Day 11: Newport, Rhode Island
You have several options traveling between The Berkshires and Newport. You can experience New England pioneer lifestyle up close and personal at Old Sturbridge Village. Mystic, Connecticut has an authentic 19th century seafaring village of more than 30 England trade shops and businesses moved from around New England. An alternate route through the Blackstone River Valley in Rhode Island takes you through the heritage of America’s first industrial area. Water-powered spinning mills used new technology that was spirited from England in 1797. Samuel Slater’s original mill where the first new machines were installed has been impressively restored to pristine working condition.
Day 12: Explore Newport
Opulence reigned in Newport during the Gilded Age. Bellevue Avenue was home to the “summer cottages” of the rich and famous from New York and Philadelphia, the same Vanderbilt’s, Astor’s and other prominent families who spent part of their summers on Mt. Desert Island. You can pack your day in Newport as full as you would like. The Breakers and Rosecliff are spectacular mansions. Take the Cliffwalk which follows the coastline and the cliffs. A 10 mile scenic driving tour begins at The Elms. And, there’s great shopping and browsing and a Newport Winery.
Day 13: Cape Cod
Distances are short in New England, so the whole drive to Cape Cod today is only 80 miles.
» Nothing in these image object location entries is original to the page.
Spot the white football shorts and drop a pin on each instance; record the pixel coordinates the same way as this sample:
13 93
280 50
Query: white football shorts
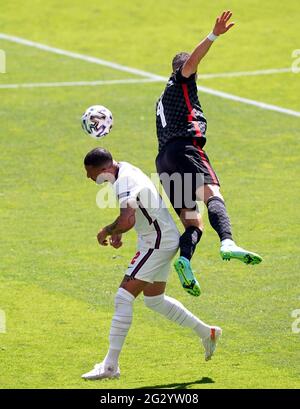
151 265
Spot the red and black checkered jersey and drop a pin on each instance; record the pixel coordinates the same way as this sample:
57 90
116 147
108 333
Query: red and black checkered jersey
178 111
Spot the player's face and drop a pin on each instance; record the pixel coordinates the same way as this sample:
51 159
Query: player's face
93 172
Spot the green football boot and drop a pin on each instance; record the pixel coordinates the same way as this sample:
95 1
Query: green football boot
186 276
230 250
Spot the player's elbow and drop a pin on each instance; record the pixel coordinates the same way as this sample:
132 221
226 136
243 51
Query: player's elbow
126 223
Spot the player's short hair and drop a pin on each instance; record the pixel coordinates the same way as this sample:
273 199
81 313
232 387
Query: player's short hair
98 157
179 60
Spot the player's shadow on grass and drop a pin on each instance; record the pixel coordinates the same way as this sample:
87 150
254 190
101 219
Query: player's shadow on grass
181 385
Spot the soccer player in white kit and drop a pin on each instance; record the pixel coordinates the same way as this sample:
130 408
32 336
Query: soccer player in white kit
141 207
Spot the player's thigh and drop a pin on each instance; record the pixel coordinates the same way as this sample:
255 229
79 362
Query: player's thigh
145 267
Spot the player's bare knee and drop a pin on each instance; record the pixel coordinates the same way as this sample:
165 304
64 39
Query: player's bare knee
212 191
190 218
154 302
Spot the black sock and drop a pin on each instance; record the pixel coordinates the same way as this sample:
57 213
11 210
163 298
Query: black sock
189 240
218 217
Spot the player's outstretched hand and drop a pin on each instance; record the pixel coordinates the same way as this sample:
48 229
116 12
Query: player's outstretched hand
221 25
101 237
115 240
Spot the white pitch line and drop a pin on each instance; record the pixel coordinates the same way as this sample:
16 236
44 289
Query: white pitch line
77 83
247 101
119 67
77 56
269 71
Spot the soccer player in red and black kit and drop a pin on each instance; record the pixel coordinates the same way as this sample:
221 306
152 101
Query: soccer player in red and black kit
181 131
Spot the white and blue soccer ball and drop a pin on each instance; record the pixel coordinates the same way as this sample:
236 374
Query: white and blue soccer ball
97 121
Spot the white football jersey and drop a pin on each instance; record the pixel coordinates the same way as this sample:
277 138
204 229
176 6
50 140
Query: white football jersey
154 225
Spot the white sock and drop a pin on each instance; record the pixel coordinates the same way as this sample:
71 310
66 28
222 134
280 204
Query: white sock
176 312
227 242
120 325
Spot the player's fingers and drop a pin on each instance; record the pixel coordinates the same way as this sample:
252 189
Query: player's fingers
229 26
227 17
222 15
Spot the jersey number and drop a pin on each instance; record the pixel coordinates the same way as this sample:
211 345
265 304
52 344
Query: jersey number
160 112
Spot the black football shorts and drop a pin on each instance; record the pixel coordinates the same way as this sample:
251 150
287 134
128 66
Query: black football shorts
183 167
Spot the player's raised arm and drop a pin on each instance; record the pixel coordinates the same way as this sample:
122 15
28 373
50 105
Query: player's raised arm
222 25
124 222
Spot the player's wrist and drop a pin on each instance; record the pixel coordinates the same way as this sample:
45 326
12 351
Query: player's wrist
212 36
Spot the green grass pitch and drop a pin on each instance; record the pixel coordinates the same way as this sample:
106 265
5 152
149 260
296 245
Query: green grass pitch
57 285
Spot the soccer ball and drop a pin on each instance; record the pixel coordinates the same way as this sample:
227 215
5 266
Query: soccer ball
97 121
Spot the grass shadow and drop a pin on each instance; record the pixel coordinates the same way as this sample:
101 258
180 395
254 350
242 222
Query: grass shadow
180 385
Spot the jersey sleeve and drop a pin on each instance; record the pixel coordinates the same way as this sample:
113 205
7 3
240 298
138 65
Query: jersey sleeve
181 79
127 190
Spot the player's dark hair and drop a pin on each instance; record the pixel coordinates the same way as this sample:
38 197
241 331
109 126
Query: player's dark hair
179 60
98 157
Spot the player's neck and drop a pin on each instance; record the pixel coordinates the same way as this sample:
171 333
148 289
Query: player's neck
116 168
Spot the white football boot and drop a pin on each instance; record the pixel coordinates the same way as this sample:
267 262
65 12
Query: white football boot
100 371
210 342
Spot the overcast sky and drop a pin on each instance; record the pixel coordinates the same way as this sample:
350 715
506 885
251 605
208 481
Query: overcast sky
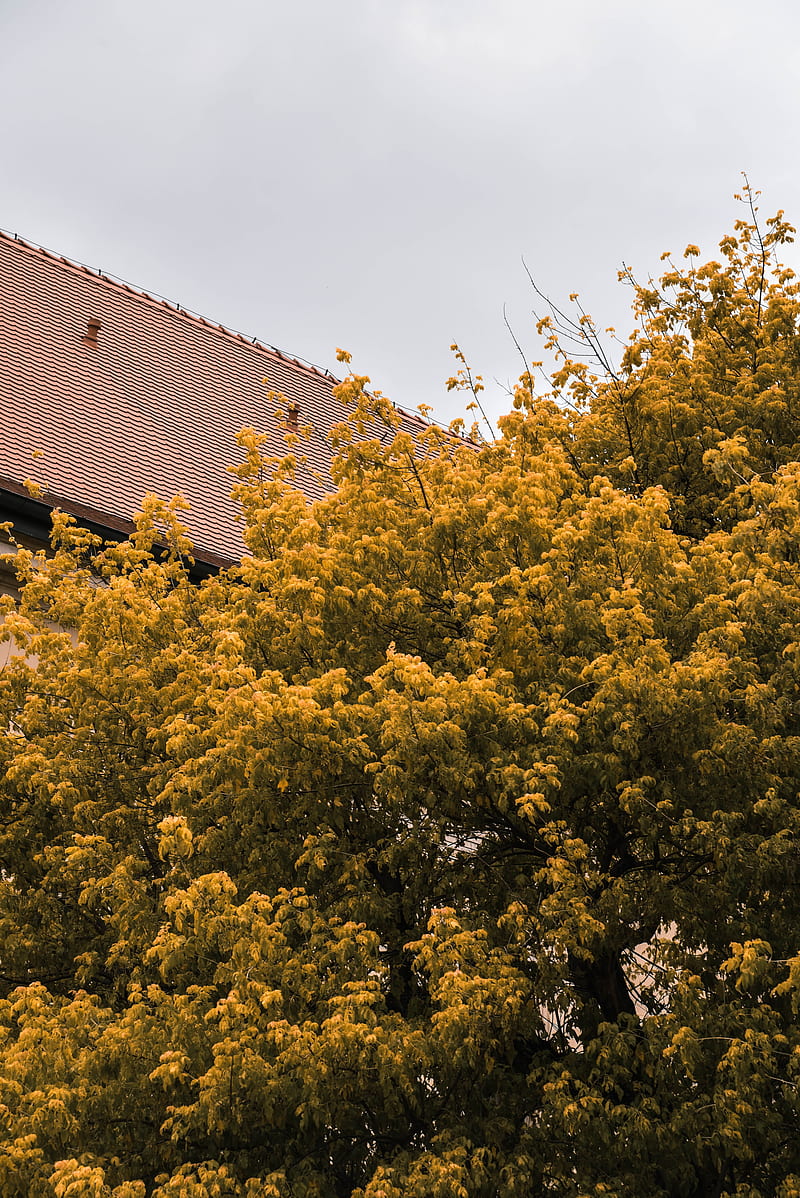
370 174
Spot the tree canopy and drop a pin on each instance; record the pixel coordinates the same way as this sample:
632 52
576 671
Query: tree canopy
449 845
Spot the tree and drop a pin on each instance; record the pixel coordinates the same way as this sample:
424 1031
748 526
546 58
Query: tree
448 846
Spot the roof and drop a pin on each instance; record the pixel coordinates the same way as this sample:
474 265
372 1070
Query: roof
153 405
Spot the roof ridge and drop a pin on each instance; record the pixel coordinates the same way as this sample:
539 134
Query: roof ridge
197 319
159 301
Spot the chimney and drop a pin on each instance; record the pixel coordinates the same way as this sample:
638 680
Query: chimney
92 330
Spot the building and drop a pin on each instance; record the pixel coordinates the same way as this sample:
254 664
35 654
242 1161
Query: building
110 393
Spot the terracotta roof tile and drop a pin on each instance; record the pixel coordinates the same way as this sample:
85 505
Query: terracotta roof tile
155 405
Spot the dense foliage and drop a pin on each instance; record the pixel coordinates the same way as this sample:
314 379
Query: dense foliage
450 845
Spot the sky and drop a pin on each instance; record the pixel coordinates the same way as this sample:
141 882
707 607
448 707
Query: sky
379 176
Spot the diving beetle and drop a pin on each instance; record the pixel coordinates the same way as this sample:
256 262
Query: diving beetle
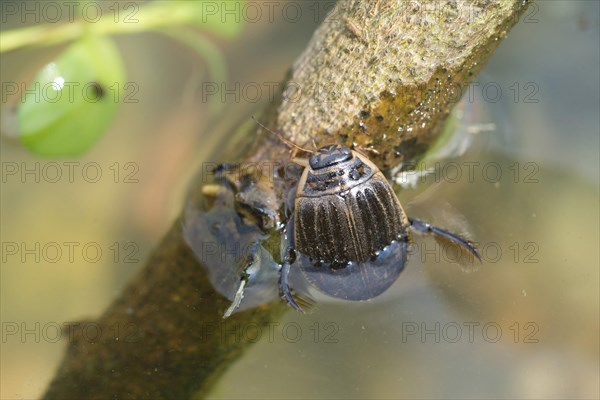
349 234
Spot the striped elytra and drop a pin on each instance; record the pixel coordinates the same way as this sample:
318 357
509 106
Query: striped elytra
345 209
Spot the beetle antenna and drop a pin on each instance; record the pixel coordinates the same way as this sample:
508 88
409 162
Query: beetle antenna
284 140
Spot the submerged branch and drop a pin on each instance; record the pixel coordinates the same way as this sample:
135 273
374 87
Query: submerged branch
382 74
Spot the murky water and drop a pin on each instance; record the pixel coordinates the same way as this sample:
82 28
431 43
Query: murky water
523 325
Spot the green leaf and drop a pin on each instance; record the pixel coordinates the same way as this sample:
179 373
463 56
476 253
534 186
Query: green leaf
72 100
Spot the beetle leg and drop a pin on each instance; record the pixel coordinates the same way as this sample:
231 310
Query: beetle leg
423 228
284 287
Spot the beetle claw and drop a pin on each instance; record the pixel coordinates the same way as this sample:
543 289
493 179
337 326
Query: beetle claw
284 288
423 228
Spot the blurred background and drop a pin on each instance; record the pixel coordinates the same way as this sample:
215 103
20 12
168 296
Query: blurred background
523 325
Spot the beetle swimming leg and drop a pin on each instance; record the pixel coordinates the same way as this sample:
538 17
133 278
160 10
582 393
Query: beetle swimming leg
423 228
284 287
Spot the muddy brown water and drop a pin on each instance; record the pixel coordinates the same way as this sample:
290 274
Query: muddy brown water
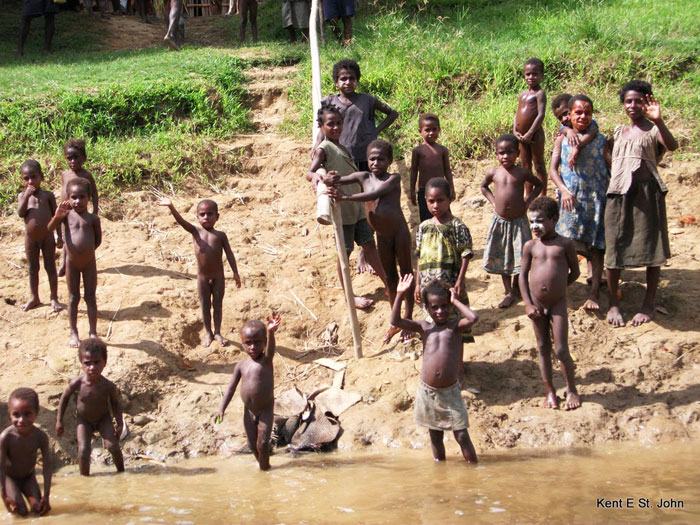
404 486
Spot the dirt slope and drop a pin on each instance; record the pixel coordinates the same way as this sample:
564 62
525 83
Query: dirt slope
636 383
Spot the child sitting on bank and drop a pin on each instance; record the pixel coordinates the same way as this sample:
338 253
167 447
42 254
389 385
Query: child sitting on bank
37 207
258 387
549 266
381 192
83 235
509 229
97 403
209 246
443 246
439 404
331 158
429 160
527 125
18 446
76 156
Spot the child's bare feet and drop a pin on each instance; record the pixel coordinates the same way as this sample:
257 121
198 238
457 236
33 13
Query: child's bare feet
32 303
572 401
615 317
507 301
552 401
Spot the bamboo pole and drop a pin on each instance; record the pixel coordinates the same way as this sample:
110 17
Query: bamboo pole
323 201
That should leave time to swing through Providence, Rhode Island where Benefit Street is considered to be the best preserved historic mile in America. Fall River, Massachusetts was known during the Industrial Revolution as the “Textile Capital of the World,” while New Bedford was once the whaling capital of New England. There should be time to visit all three along the way
Day 14: Explore Cape Cod
The scenic drive on fabulous Cape Cod stretches all the way from the beginning of peninsula to Provincetown at the very end. Beautiful white beaches line the Cape Cod National Seashore. Take a ferry to historic Nantucket or Martha’s Vineyard, or sign up for a whale watching cruise.
Day 15: Cape Cod to Boston
On the way back to Boston today, you can experience frontier New England at Plymouth Plantation, where a living history museum features life in 1627 – just seven years after the colonists landed at Plymouth Rock.